Agricola is a great game, but the question I propose is which is better; the family game or the complex game? I lean more towards the family game. Its simply tighter and more focused. You worry about your crops, your animals, your house. Farming in the 17th century was a simple, straightforward lifestyle (I assume, not having lived it myself mind you), and this version of the game reflects that. It just feels like a more elegant game system overall.
In contrast, using the occupation and improvement cards adds, well, a lotta stuff. What it gains in complexity and depth (yes, it does add depth), it loses in elegance. But this isn’t always a bad thing. I did say it adds depth, as you really need to find a way to make the cards work to your favour. However, using cards requires you to use actions, which you don’t have many of. If you do it right, you can make up for those lost actions, but still…
Adding the cards into the game also adds a high potential to cause large gaps between the players, especially with a group with varying experience levels. Therefore, someone with lots of Agricola experience can absolutely trounce on other players because they understand the cards, whereas in the family game that disparity is lessened since everyone has the same goals and paths.

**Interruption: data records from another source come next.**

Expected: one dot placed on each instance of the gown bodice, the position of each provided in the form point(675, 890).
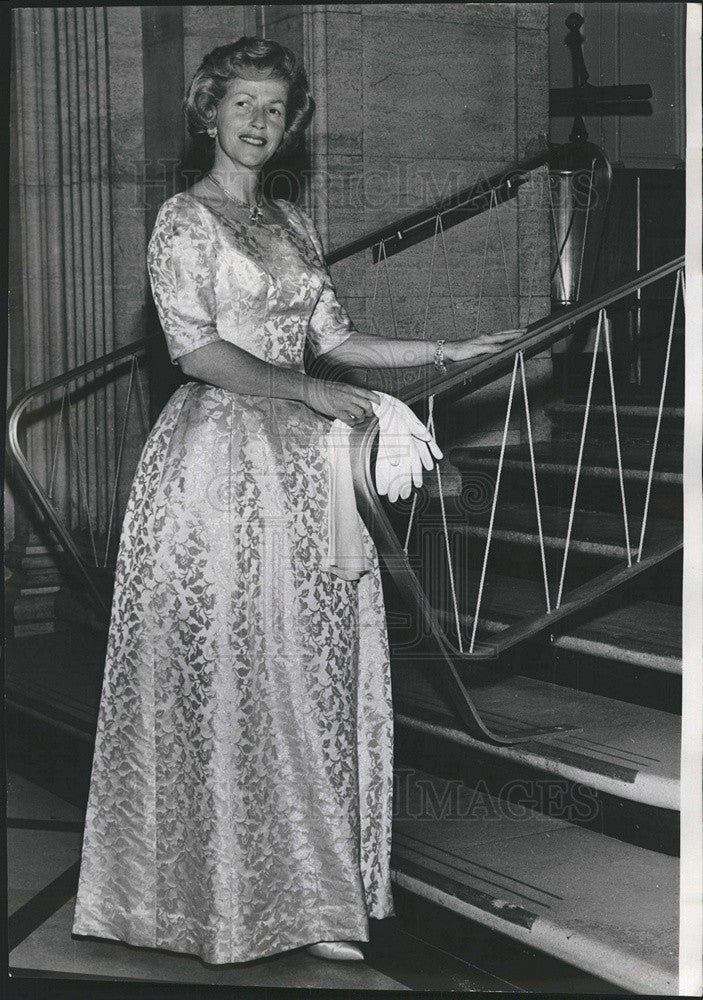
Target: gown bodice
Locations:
point(263, 287)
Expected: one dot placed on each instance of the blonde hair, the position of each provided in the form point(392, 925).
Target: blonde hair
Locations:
point(226, 62)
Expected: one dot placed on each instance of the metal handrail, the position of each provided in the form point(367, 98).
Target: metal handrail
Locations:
point(464, 377)
point(456, 208)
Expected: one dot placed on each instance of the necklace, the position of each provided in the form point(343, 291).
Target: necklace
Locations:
point(255, 211)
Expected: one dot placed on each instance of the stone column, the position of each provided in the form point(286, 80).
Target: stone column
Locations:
point(63, 309)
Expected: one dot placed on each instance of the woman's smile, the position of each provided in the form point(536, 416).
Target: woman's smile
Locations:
point(251, 120)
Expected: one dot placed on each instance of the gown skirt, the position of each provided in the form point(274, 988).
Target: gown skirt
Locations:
point(241, 792)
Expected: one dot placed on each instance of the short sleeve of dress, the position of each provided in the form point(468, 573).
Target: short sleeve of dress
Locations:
point(180, 259)
point(330, 324)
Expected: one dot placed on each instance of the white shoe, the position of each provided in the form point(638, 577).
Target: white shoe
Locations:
point(339, 950)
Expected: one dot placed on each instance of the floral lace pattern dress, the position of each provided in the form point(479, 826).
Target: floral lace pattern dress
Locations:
point(241, 793)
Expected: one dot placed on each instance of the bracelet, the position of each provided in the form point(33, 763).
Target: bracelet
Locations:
point(439, 358)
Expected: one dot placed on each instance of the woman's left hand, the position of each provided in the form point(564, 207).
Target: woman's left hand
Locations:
point(486, 343)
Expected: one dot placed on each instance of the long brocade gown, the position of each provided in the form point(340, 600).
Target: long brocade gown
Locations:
point(241, 793)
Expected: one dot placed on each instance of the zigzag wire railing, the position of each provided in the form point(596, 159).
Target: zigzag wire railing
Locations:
point(461, 380)
point(466, 378)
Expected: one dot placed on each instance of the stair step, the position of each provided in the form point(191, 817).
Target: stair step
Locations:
point(559, 458)
point(593, 532)
point(629, 412)
point(643, 633)
point(620, 749)
point(606, 907)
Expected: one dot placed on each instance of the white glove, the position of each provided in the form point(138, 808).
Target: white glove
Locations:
point(405, 446)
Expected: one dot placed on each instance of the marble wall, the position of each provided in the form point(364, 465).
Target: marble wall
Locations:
point(414, 101)
point(417, 101)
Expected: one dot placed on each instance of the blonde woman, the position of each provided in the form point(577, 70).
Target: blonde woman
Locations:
point(241, 792)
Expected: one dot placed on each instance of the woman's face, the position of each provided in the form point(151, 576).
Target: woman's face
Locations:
point(251, 120)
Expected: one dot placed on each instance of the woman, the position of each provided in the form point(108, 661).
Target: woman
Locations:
point(241, 793)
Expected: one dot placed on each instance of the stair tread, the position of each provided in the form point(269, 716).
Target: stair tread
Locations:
point(603, 905)
point(647, 633)
point(632, 410)
point(600, 531)
point(648, 628)
point(560, 456)
point(623, 749)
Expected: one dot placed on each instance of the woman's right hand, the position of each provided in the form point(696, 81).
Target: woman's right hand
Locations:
point(339, 401)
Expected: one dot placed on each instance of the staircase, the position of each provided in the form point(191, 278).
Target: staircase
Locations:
point(566, 844)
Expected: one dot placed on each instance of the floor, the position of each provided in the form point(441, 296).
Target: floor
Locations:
point(44, 835)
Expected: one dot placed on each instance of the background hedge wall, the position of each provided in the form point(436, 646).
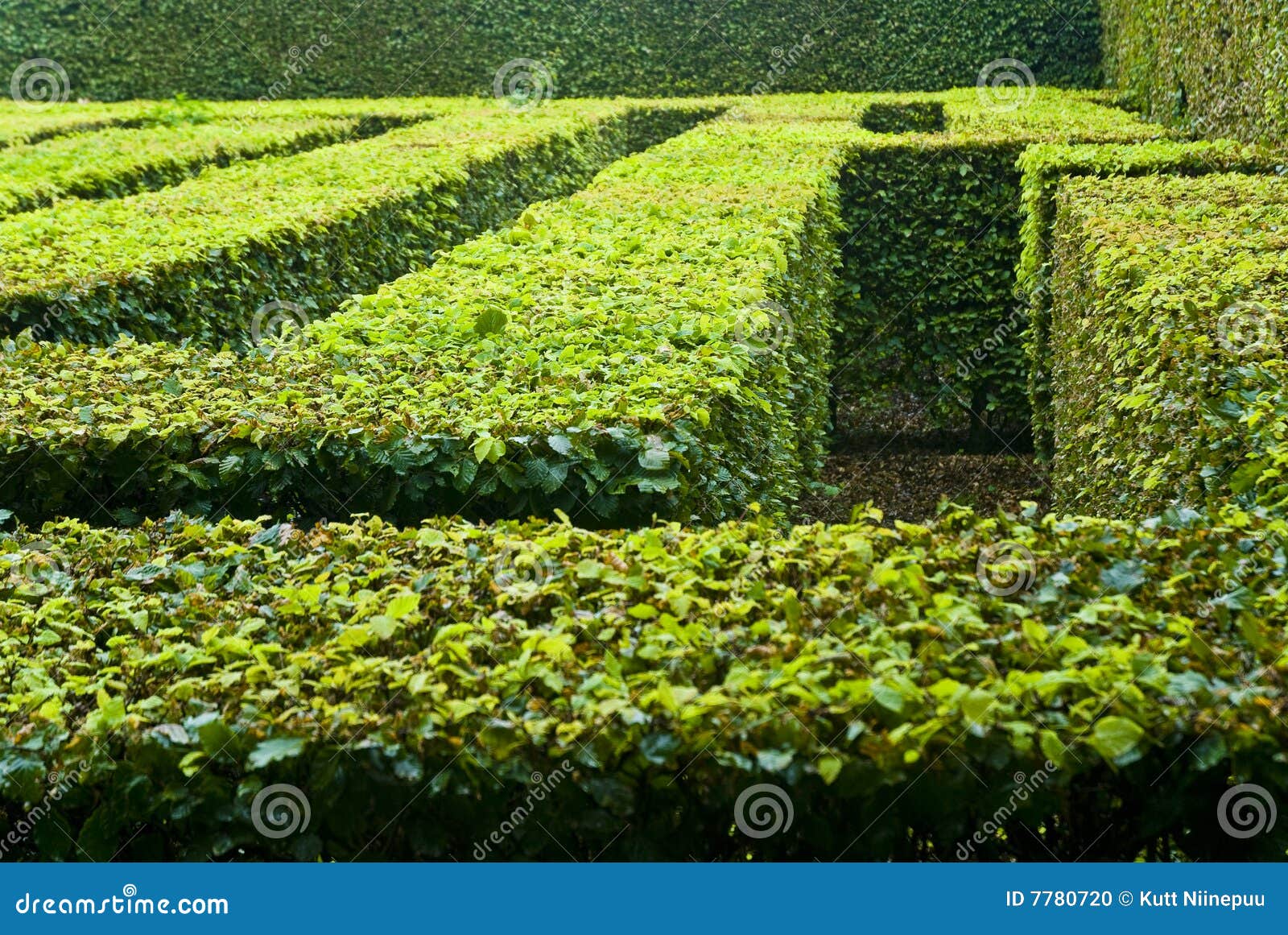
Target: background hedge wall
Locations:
point(231, 49)
point(1211, 64)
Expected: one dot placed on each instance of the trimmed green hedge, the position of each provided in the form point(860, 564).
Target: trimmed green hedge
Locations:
point(21, 125)
point(114, 163)
point(197, 260)
point(656, 344)
point(1212, 66)
point(637, 48)
point(1167, 343)
point(1043, 169)
point(929, 303)
point(412, 683)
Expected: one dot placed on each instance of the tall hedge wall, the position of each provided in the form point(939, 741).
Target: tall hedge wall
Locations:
point(231, 49)
point(1215, 66)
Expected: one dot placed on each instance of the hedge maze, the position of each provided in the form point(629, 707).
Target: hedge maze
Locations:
point(401, 449)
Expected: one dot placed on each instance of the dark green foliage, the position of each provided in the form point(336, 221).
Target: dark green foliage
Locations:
point(929, 303)
point(638, 48)
point(1211, 66)
point(411, 681)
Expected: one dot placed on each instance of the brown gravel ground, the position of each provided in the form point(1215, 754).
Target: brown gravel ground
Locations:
point(911, 485)
point(897, 459)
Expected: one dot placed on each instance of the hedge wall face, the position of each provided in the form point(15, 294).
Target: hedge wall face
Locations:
point(1167, 343)
point(1214, 66)
point(873, 674)
point(229, 49)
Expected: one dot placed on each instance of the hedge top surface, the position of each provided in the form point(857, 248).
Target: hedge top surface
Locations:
point(817, 653)
point(1045, 168)
point(32, 124)
point(76, 244)
point(576, 321)
point(1180, 339)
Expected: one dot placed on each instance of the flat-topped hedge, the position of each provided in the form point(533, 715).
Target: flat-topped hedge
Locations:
point(635, 48)
point(197, 260)
point(657, 343)
point(1167, 341)
point(21, 125)
point(1045, 168)
point(933, 230)
point(897, 685)
point(118, 161)
point(1212, 66)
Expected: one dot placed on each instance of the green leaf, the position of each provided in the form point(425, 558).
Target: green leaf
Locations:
point(491, 321)
point(1114, 737)
point(272, 751)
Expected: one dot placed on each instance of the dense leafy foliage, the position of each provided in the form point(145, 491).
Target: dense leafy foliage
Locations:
point(654, 344)
point(1212, 66)
point(21, 125)
point(428, 672)
point(1167, 341)
point(158, 48)
point(933, 225)
point(116, 161)
point(1043, 169)
point(197, 260)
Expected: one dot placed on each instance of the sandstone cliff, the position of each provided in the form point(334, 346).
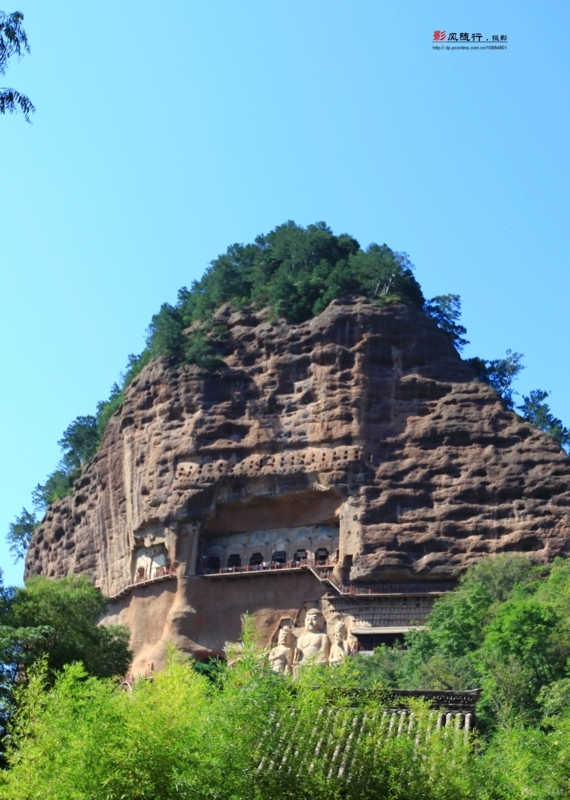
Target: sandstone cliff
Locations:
point(362, 428)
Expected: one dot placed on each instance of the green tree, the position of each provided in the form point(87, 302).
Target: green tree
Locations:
point(537, 412)
point(445, 310)
point(64, 614)
point(13, 42)
point(20, 534)
point(500, 374)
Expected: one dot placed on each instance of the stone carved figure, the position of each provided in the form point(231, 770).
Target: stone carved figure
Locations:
point(339, 648)
point(313, 645)
point(281, 656)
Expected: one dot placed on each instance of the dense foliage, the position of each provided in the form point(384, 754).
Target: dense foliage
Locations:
point(245, 732)
point(247, 735)
point(295, 273)
point(56, 620)
point(13, 42)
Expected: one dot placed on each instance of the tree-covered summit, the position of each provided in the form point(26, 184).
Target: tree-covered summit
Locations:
point(294, 271)
point(297, 272)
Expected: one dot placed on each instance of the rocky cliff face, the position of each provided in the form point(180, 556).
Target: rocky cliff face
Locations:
point(362, 428)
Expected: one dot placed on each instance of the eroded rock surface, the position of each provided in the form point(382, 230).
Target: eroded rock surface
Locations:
point(360, 432)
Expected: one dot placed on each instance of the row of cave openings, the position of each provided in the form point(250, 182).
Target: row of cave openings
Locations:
point(213, 564)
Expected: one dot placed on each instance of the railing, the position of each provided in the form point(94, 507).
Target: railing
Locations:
point(155, 575)
point(271, 566)
point(324, 572)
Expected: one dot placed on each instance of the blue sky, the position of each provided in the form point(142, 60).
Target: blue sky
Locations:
point(164, 133)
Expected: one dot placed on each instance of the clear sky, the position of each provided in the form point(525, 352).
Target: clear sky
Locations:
point(165, 132)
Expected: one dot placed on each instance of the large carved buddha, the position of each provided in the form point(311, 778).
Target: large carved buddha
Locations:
point(313, 645)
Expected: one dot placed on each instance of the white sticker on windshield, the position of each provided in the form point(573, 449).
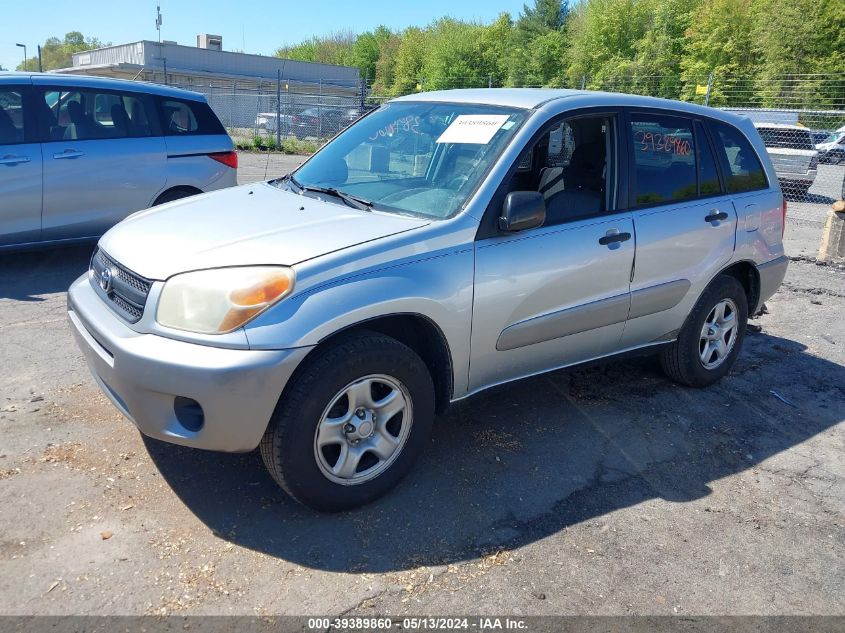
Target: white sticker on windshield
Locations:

Now, I’m not saying always play with the family game. The problem with the simpler version is the lack in diversity of gameplay, so if you play it lots, you are gonna want some more variety, and the card decks add that. However, as a game system I do think the family game is better. And if you are playing with people new to Agricola or only have a couple of plays under their felt, always choose family. Then everyone can enjoy letting their people starve.